Saturday, November 3, 2012

The 100 Year Vision of Japan's J-League

Although the J-League is Japan's men's national league (not the women's game which our focus) the 100 Year Vision of Japan's J-League is worth taking a look at from a league strategy perspective. There is value in exploring trends and strategies beyond your immediate industry, to avoid too narrow analyses and to recognize the inter-relatedness of industries and competitive forces in an increasingly globalized marketplace.


The overarching 100 Year vision is to utilize the J-League as an agent of change, by nurturing a sport culture in Japan rooted in community-based sports clubs. The atmosphere and excitement of the J-League stadium is at the core of J-League's work to build a rich sporting environment for all of Japan. Each club has a firm geographical base, is loved and supported by the city, local fans, businesses and government. Meanwhile, the clubs create an environment for a healthy fully-integrated sports culture for children to its own first team squad.
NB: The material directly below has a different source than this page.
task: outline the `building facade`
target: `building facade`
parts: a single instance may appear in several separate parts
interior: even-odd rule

The J-League provides an opportunity for an exclusive partnership tied to the 100 Year Vision. Currently the partner is Asahi Shimbun, one of the national newspapers.

A 100 Year Vision can act as your business' North Star, an ultimate goal or a state of being that encapsulates your brand ethos - what it stands for beyond hitting financial targets. A longer plan horizon can provide benefits - it tends to make room for more ambitious goals, providing the time to accomplish them. Certainly alongside this Vision it's important to have a strategic plan outlining how the company will get after the more short term, mid term and long term priorities. Gary Hamel and C.K. Prahalad's theory of Strategic Intent proposes that companies should set aggressive goals and then expand their resource base to meet its ambition: "Realistic goals promote incremental moves; only unrealistic goals provoke breakthrough thinking." (Hamel and Prahalad, 1989, HBR). Strategic Intent usually contains stretch targets, forcing companies to compete in innovative ways. Hamel and Prahalad argue that Western companies tend to focus on trimming ambitions to match resources. By contrast, Japanese companies maximize resources to elevate the organization's ability to try to attain seemingly impossible goals.

When Japan's Konosuke Matsushita founded his electronics company in 1918 (now called Panasonic), he reportedly created a 250 year strategic plan. The plan was comprised of 10 and 25 year sections, to line up with succeeding management. This is an overwhelming task in any industry and most especially in the electronics area which sees rapid technological advances.

Fast forward to today, we are in a very different business context in the 21st century. With a highly globalized inter-connected world, businesses can be affected by so many variables that it's difficult to factor it all in to business planning decisions. Enter, Henry Mintzberg's Emergent Strategy theory: a view that strategy emerges over time as intent collides with a changing reality. So the company learns in practice. With our rapid technological advances, Matsushita is a prime example of how companies, leagues included, must layer in emergent strategies into their original strategic planning.


Further Discussion
No details are available that show how achieving the 100 Year Vision is measured and evaluated by the J-League management, if at all. Although attendance is only one indicator of how much a club might be embedded into a city and the influence it has on the community's sport culture, let's take a look at the attendance numbers between 1993 and 2010 (graph taken from the 11 Million Project* review on the J-League website). The aggregate attendance at J-League matches per season has just more than doubled. However, during the same period the number of teams in the league almost quadrupled (10 teams to 37 teams):



If a by-product of firm integration into the community is increased attendance, then it seems the J-League has yet to truly begin tracking towards it's 100 Year Vision. However, many other metrics (outside the scope of this article) can be studied to truly understand the effectiveness of the Vision.

* The 11 Million Project was a league-wide initiative undertaken from 2007-2010 with the goal to achieve attendance of 11 million fans at all official J-League matches. The goal was not achieved but the multi-year project provided benefits and learnings to be more fan-centric.